Avatar et ses suites, un lot de promesses
Reste que la 3D, loin d’être devenue le phénomène annoncé, n’a pas su tenir ses promesses et a progressivement été délaissée aussi bien par les spectateurs que par les exploitants de salles. La 3D ayant été largement éprouvée ces dix dernières années, James Cameron parviendra-t-il à convaincre professionnels de l’industrie et spectateurs de faire à nouveau confiance à cette technologie et ainsi réitérer le même exploit que le premier Avatar, qui partait avec cet avantage de présenter une dimension résolument novatrice ?
Avatar : la voie de l’eau, passé sous la houlette de Disney depuis le rachat de la Fox et qui se déroule une dizaine d’années après les événements du premier film, a présenté un nouveau défi au réalisateur de Titanic : tourner une fois de plus un film en performance capture, mais essentiellement sous l’eau et le tout en high frame rate (pouvant porter certaines séquences de 48 à 120 images par seconde, au lieu des 24 images par seconde habituelles). 2D, 3D, 4K, HFR, IMAX, etc. : rarement un film aura été proposé en autant de formats différents. Sacré challenge en vue pour les circuits de salles.

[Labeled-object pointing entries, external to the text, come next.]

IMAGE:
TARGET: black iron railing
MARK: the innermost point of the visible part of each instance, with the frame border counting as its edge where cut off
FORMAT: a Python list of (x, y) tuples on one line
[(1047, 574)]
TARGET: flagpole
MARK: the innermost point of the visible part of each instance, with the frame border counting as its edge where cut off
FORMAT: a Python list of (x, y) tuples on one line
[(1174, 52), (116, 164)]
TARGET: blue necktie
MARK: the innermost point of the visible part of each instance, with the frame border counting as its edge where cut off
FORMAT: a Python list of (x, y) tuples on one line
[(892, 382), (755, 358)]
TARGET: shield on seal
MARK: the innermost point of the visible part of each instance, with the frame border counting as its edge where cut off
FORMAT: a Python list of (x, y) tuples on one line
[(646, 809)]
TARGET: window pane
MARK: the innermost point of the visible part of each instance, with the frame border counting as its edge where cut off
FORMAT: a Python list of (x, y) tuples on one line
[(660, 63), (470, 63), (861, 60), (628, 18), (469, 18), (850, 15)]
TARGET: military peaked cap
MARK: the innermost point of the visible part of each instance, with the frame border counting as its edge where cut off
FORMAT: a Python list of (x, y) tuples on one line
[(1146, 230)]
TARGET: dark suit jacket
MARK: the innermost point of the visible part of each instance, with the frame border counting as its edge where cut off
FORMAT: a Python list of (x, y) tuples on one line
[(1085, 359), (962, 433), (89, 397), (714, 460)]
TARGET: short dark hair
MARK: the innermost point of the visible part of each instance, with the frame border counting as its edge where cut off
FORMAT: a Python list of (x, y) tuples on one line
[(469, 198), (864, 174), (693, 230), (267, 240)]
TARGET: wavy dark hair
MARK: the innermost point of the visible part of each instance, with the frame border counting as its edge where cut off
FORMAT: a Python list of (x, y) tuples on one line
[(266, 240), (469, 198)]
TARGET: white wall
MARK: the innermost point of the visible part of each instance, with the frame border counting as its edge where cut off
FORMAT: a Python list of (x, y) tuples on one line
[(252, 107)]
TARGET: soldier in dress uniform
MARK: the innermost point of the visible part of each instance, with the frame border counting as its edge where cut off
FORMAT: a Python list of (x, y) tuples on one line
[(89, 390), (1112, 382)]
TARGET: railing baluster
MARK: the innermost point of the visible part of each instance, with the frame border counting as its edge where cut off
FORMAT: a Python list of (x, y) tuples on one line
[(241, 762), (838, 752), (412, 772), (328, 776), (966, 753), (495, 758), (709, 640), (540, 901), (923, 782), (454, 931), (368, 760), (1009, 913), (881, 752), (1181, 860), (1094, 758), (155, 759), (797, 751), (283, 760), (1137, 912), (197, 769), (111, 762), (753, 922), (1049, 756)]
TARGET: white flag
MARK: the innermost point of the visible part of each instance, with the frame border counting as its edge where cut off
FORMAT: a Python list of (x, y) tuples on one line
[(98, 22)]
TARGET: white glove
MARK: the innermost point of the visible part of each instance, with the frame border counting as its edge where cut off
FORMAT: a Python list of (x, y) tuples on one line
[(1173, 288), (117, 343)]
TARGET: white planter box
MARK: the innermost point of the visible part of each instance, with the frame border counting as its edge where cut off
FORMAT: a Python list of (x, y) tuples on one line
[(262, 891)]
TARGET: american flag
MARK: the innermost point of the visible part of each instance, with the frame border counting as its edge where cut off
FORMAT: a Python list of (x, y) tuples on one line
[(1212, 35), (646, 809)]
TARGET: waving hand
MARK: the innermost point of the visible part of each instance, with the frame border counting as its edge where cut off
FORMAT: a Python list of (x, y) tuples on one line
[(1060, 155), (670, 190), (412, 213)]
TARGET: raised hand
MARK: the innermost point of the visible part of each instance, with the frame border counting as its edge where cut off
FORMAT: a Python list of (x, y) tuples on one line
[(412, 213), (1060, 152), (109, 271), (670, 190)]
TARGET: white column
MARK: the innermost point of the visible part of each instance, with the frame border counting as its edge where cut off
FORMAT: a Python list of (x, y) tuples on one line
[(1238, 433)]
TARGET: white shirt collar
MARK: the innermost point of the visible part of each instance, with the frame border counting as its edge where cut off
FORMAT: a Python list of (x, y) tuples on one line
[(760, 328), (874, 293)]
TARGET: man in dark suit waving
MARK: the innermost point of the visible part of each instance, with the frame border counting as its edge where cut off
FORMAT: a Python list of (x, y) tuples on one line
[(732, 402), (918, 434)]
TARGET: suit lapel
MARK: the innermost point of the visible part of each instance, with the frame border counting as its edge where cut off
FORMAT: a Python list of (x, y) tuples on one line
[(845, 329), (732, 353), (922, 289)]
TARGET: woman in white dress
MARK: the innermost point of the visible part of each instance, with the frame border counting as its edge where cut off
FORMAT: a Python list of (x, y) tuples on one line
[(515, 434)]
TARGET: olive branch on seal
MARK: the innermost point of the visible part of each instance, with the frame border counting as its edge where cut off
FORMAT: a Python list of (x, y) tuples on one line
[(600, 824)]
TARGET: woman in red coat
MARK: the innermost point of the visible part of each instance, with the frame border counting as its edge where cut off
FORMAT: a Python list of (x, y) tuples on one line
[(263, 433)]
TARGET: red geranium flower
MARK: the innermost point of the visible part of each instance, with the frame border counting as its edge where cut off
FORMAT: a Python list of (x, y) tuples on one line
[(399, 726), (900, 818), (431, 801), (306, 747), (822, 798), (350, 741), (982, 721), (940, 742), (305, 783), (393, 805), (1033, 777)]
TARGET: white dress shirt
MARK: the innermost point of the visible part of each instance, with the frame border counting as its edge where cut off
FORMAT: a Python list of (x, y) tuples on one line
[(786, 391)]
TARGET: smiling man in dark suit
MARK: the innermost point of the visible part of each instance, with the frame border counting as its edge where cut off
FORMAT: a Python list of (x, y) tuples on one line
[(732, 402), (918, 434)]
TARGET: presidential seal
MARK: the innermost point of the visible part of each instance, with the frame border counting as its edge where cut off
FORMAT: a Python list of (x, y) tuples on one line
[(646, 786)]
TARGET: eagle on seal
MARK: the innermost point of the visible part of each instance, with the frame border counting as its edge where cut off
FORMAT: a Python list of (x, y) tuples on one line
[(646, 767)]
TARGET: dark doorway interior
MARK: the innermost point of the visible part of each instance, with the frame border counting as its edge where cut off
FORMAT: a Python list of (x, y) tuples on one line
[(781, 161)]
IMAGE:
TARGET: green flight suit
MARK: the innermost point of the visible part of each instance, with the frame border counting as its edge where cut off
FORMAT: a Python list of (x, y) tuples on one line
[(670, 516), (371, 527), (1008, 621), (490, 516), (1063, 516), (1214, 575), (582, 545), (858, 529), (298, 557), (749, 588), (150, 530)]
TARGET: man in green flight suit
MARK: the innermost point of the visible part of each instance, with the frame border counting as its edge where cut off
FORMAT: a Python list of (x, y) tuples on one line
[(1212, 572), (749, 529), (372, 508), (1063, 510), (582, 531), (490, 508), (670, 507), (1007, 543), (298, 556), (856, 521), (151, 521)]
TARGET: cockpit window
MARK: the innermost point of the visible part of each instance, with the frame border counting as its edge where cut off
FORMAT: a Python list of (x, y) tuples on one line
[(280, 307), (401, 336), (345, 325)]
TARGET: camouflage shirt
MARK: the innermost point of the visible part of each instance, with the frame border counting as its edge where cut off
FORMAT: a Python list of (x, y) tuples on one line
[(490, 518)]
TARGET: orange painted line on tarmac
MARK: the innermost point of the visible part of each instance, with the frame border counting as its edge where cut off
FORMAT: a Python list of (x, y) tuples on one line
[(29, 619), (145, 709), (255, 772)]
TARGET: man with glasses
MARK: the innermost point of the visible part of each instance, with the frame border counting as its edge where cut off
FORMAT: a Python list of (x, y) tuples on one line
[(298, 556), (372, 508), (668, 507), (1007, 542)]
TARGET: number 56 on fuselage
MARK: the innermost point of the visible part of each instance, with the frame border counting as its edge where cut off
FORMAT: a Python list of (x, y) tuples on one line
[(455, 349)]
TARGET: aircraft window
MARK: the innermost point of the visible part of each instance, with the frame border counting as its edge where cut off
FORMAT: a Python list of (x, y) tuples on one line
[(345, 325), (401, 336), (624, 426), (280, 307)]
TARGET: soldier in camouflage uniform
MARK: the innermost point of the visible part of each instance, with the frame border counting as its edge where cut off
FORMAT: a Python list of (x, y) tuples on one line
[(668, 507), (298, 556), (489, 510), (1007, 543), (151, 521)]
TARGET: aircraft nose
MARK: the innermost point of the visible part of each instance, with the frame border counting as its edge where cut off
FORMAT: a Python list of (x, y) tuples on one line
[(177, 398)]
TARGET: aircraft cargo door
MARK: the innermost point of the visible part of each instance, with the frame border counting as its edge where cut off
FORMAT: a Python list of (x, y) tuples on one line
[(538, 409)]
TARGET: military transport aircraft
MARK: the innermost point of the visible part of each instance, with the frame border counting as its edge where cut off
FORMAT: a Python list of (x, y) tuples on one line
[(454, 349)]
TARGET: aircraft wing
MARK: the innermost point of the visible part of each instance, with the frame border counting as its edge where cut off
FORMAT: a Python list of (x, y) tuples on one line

Le cinéaste, décidément obsédé par les fonds marins – en 2012, Cameron était parti explorer, en solo, la fosse des Mariannes à bord du mini sous-marin Deepsea Challenger – a ainsi pris le temps de mettre en place un dispositif à la hauteur de ses ambitions. Pour les séquences aquatiques, Cameron a fait construire une immense cuve d’eau, un réservoir de plus trois millions de litres équipé d’une pompe spéciale pour répliquer vagues et courants océaniques et d’une couche de billes afin d’empêcher les interférences de la lumière avec les capteurs placés sur les comédiens.
Acteurs et actrices immergées – enfants et adolescents compris, les personnages principaux Jake et Neytiri ayant désormais une famille à protéger –, scrutées par des dizaines de caméras, ont ainsi dû s’entraîner à retenir leur respiration pendant de longues minutes afin de réduire le nombre de prises. Kate Winslet, une des recrues de ce second volet, aurait ainsi tenu en apnée pendant sept minutes, un record pour un long-métrage de fiction. Idem pour la vétérane Sigourney Weaver, avec six minutes d’apnée.
Il ne nous reste alors plus qu’à retenir notre souffle jusqu’à la sortie d’Avatar : la voie de l’eau le 14 décembre prochain et de s’offrir, d’ici là, une grande respiration avec la ressortie majestueuse d’Avatar prévue le 21 septembre.
Avatar de James Cameron, 2h42, avec Sam Worthington, Zoe Saldana, Michelle Rodriguez, Sigourney Weaver, Stephen Lang, ressortie au cinéma le 21 septembre 2022.